Piazza Meda capitalizza 2,5 miliardi di euro, al 30 giugno vantava attivi per 179 miliardi e un Cet1 del 14,7%, dati di tutto rispetto che presuppongono la scelta di un partner che possa valorizzare il complesso. Castagna ha avuto modo di confrontarsi con molti suoi «colleghi» ma si è ancora al livello di pour parler. Il francese non è casuale giacché tanto Crédit Agricole (63 miliardi di attivi in Italia) quanto Unicredit (16,5 miliardi di market cap e 700 miliardi di attivi al 30 giugno) con Jean-Pierre Mustier, indicati dai rumor come partner, hanno smentito le indiscrezioni ribadendo ferma fiducia nei rispettivi piani stand alone. Il giro d'orizzonte, pertanto, è destinato a proseguire, magari attendendo che Bper termini il suo aumento di capitale e acquisisca le filiali Ubi da Intesa.

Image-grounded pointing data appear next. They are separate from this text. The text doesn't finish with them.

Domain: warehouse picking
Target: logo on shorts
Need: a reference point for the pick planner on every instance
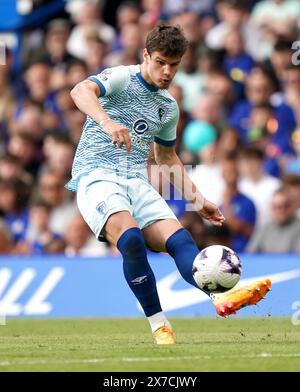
(162, 112)
(101, 207)
(103, 74)
(139, 280)
(140, 126)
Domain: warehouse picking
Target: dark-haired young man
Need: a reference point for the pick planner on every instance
(128, 108)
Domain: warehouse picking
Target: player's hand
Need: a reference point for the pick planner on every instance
(211, 212)
(119, 134)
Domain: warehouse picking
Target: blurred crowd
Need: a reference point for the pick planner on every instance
(238, 91)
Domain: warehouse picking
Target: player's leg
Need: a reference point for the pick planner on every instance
(183, 249)
(122, 230)
(167, 235)
(106, 208)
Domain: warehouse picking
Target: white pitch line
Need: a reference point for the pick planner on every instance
(146, 359)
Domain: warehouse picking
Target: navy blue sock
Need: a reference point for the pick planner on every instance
(183, 249)
(137, 270)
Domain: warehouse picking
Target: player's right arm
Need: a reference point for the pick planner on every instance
(85, 95)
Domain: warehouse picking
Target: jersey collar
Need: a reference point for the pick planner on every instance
(146, 84)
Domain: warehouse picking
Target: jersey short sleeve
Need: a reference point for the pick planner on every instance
(111, 80)
(167, 134)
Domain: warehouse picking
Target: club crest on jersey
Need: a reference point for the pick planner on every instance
(103, 74)
(140, 126)
(162, 112)
(101, 207)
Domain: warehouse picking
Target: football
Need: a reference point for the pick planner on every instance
(217, 268)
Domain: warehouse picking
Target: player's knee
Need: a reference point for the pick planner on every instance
(131, 242)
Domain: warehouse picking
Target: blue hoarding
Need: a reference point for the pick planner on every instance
(85, 287)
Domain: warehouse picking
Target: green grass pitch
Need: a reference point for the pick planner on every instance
(203, 344)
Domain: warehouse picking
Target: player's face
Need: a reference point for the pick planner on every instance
(160, 70)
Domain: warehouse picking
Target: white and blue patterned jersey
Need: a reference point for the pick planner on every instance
(150, 114)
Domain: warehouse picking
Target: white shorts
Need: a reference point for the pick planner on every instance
(103, 192)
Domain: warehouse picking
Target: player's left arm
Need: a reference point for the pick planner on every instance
(172, 167)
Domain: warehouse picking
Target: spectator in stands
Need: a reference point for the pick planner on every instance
(218, 85)
(87, 13)
(282, 233)
(237, 64)
(177, 93)
(13, 207)
(37, 79)
(11, 169)
(277, 18)
(51, 190)
(256, 183)
(128, 12)
(260, 88)
(7, 101)
(57, 55)
(6, 245)
(95, 53)
(239, 210)
(292, 89)
(25, 147)
(291, 183)
(207, 175)
(59, 157)
(130, 51)
(235, 14)
(290, 164)
(190, 23)
(76, 72)
(29, 121)
(80, 241)
(189, 79)
(39, 239)
(281, 58)
(195, 225)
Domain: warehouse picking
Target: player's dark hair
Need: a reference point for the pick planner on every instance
(168, 40)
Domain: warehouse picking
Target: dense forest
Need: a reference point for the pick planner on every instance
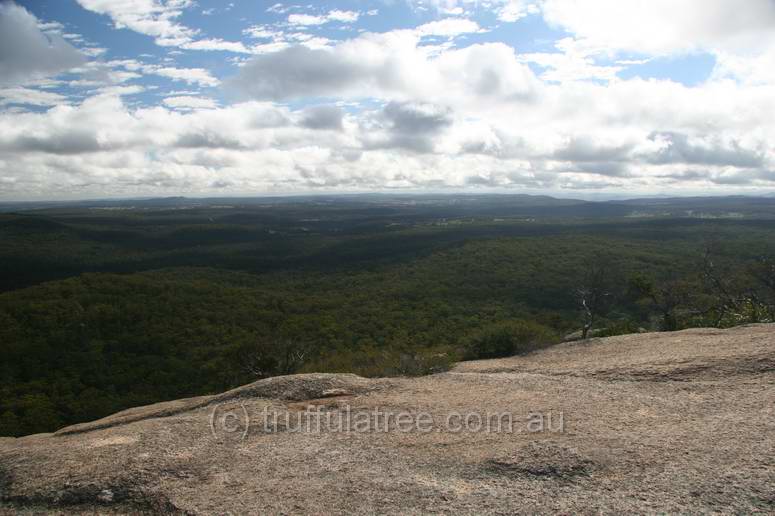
(109, 305)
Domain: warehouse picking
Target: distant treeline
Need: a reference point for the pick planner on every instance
(397, 302)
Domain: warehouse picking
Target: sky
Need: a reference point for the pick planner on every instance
(576, 98)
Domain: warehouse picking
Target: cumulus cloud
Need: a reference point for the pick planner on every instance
(385, 65)
(26, 53)
(322, 117)
(334, 15)
(662, 27)
(190, 75)
(189, 102)
(30, 96)
(410, 108)
(150, 17)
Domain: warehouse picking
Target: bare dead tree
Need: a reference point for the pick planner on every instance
(667, 298)
(594, 294)
(734, 295)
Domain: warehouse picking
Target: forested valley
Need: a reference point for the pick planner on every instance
(109, 305)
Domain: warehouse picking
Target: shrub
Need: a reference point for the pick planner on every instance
(373, 361)
(509, 338)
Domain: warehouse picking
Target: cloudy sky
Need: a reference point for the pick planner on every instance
(125, 98)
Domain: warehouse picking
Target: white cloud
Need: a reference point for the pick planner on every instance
(150, 17)
(189, 75)
(448, 27)
(189, 102)
(663, 27)
(216, 44)
(31, 97)
(390, 110)
(26, 53)
(332, 16)
(513, 10)
(385, 65)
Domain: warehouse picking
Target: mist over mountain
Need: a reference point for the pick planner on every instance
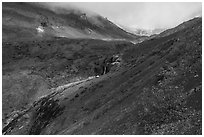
(35, 21)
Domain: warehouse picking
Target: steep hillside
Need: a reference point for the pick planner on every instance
(28, 21)
(154, 87)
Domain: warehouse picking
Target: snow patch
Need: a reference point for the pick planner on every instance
(40, 29)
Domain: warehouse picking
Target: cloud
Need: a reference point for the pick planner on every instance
(142, 15)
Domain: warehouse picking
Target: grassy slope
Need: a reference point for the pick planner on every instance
(157, 91)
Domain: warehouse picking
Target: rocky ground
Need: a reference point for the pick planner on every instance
(154, 87)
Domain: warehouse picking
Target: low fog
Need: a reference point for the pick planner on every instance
(139, 15)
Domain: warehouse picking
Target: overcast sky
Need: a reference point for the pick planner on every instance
(143, 15)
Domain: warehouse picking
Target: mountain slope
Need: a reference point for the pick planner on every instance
(157, 89)
(26, 21)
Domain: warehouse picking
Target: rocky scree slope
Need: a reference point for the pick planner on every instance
(157, 90)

Proprio il gruppo transalpino, guidato in Italia dall'ad Giampiero Maioli, è stato indicato come uno degli invitati del Tesoro al «gran ballo» del Monte dei Paschi di Siena (1,5 miliardi di market cap, 144 miliardi di attivi al 30 giugno con Cet1 all'11,7%). L'istituto senese, nonostante la scissione degli Npl a favore di Amco, continuerà a perdere fino al 2022 ma Via XX Settembre per quella data dovrà essere uscito dal capitale cedendo il suo 68% in base agli impegni con la Bce. Crédit Agricole ha il «peso» specifico per assumersi l'onere e a Roma si spera che possa fare un'eccezione (così come lo si continua a sperare per Unicredit e Banco Bpm) rispetto alla policy. Il discreto corteggiamento del Tesoro alla banque verte preoccupa, tuttavia, i difensori dell'italianità del sistema bancario. Acquistare Mps non è, per ora, un affare sia finanziariamente (sarebbe necessario un aumento diluitivo) sia tecnicamente perché Mps è ormai una rete e richiede fabbriche di prodotto forti. Anche se nel dl Agosto è stata inserita una norma per trasformare in crediti di imposta le svalutazioni sugli Npl, su Siena pendono oltre 10 miliardi di cause legali. Per farsene carico ci vorrebbero spalle robuste. Di qui la moral suasion di Via XX Settembre.
E non è un caso che la Fisac Cgil abbia già lanciato un avvertimento. «No a spezzatini, no a ristrutturazioni, no a partner con sovrapposizioni territoriali», il messaggio lanciato all'ad Guido Bastianini dal segretario Nino Baseotto.